Electrocatalysts based on carbon nanotubes: application towastewater treatments

Abstract

The increasing awareness of water pollution with organic compounds, such as dyes, and their long term effects has encouraged intensive efforts towards pollution abatement. Electrochemical oxidation may constitute an alternative route to the existing methods. Electricity may substitute some toxic redox agents and may permit the oxidation of pollutants in mild conditions i.e. ambient temperature and atmospheric pressure. In recent years there has been increasing interest in multiwalled carbon nanotubes (CNTs) as heterogeneous catalyst supports [1] owing to their high surface area and high electrical conductivity. These peculiar characteristics qualify CNTs as adequate electrocatalysts or as catalyst support materials for the oxidative degradation of organic pollutants in wastewater [2]. In this context the electrochemical oxidation of some refractory compounds like oxalic and oxamic acids, some organic dyes and pesticides was investigated on mono and bi-metallic catalysts supported on multiwalled carbon nanotubes (CNT) aiming at the total transformation of these compounds into carbon dioxide and water.
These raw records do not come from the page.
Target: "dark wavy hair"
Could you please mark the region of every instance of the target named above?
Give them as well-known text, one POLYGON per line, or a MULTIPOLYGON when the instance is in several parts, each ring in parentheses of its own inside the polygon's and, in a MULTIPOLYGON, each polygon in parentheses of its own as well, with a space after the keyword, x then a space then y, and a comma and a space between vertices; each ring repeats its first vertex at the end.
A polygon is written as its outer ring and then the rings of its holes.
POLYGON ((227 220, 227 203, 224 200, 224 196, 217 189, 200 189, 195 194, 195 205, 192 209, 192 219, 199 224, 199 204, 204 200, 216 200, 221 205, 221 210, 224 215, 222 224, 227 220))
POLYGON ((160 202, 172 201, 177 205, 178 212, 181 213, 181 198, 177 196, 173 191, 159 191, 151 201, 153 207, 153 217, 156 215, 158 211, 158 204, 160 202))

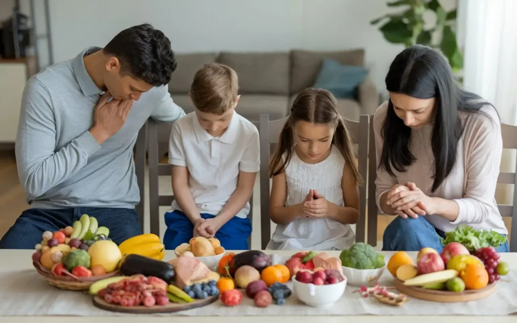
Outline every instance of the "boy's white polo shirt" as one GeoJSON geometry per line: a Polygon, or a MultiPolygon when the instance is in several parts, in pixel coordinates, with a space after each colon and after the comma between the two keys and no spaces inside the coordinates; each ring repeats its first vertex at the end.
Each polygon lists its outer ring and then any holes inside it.
{"type": "MultiPolygon", "coordinates": [[[[236,112],[218,137],[208,134],[192,112],[173,126],[169,163],[188,168],[189,187],[199,212],[216,216],[237,189],[239,171],[258,172],[259,146],[256,127],[236,112]]],[[[181,210],[176,201],[171,207],[181,210]]],[[[249,211],[248,202],[236,216],[246,218],[249,211]]]]}

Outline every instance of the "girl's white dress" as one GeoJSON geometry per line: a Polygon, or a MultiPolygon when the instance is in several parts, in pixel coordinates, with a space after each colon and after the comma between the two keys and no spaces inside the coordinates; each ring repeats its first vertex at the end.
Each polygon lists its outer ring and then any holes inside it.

The electrochemical performance of metallic electrocatalysts for nitrate reduction in wastewater was also evaluated having in mind a paired electrolytic process. The electroreactivity of the pollutants on selected electrocatalysts was studied by cyclic voltammetry. Kinetic parameters of the reactions were also determined using this last technique. Exhaustive electrolyses were carried out to determine the mineralization rates and the product distribution. Finally the use of CNT and metal modified CNT as support material for anodic biofilm in microbial fuel cells was studied.